Fermilab ppl try to do stuff, while CERN are decades ahead. Just embarrassing.
Not true as many Scientists from Fermilab work at CERN. Experimental Science is a collaboration. Fermilab is also still doing cutting edge Neutrino Particle Physics (news.fnal.gov/2024/02/excavation-of-colossal-caverns-for-fermilabs-dune-experiment-completed/) and Muon Particle Physics (muon-g-2.fnal.gov/).
Got any white men?
???
3:00
If they qualify for the job, yeah. These are jobs that require skill, not social prestige, so just being a white man isn't enough to be handed a job.
Struck me too, Bear. DEI at work.
More politics...
Fermilab is 77% male, so why the woke over representation of women being interviewed?
Would you rather watch an awkward male geek be interviewed or an awkward female geek? Not everything has to be about the oppression olympics, sometimes it's just about what works on camera. If I worked there I know there'd be a decent chance of my footage not making the cut, and that's ok. I ain't no movie star. I have other strengths.

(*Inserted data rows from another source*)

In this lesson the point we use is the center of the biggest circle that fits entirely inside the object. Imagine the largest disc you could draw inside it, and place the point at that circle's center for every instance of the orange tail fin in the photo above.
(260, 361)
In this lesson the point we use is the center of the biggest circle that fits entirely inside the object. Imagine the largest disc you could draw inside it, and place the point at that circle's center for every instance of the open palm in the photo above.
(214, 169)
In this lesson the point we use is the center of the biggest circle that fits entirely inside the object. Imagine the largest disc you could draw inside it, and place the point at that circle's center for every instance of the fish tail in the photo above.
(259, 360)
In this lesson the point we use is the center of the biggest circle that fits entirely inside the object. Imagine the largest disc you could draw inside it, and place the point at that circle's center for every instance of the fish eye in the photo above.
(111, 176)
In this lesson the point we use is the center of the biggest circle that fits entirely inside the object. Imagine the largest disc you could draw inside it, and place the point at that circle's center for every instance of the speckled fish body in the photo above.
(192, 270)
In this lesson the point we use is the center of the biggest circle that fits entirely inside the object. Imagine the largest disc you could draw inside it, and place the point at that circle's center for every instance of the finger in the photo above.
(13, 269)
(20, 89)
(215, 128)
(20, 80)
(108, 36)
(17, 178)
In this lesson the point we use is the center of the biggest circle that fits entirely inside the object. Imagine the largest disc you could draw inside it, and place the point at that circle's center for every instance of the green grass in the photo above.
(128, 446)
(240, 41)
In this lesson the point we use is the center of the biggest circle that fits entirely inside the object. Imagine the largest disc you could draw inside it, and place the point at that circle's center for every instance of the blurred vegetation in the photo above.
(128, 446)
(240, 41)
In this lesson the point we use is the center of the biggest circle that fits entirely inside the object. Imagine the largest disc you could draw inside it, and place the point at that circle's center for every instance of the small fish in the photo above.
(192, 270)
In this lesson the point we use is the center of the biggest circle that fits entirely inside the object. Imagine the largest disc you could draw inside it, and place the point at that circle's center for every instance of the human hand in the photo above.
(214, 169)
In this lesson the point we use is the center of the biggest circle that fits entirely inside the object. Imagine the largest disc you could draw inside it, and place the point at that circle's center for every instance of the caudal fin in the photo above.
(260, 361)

FWIW I do think that woke culture has gone a bit too far as of late. The mask has come off and for a significant fraction of these people it's clearly about demonizing white men, not promoting diversity. But having multiple underachievers whining whenever it had even the tiniest chance of happening is not a good look either. I don't know if you noticed but the main host of this channel who gets all the views is a white guy, same as >90% of the science/engineering/tech channels I watch here. So jumping to conclusions on a vid like this because the handful of people in it didn't line up with your ideal ratio is pretty sad.
@@sntslilhlpr6601 Entitled to your viewpoint I guess. Take a look at their website and you will realise they have targets under diversity and inclusion which is counter to employing the best people regardless of gender and or background.
Using the term "woke" broadcasts your ignorance to the rest of the world. This isn't a good look.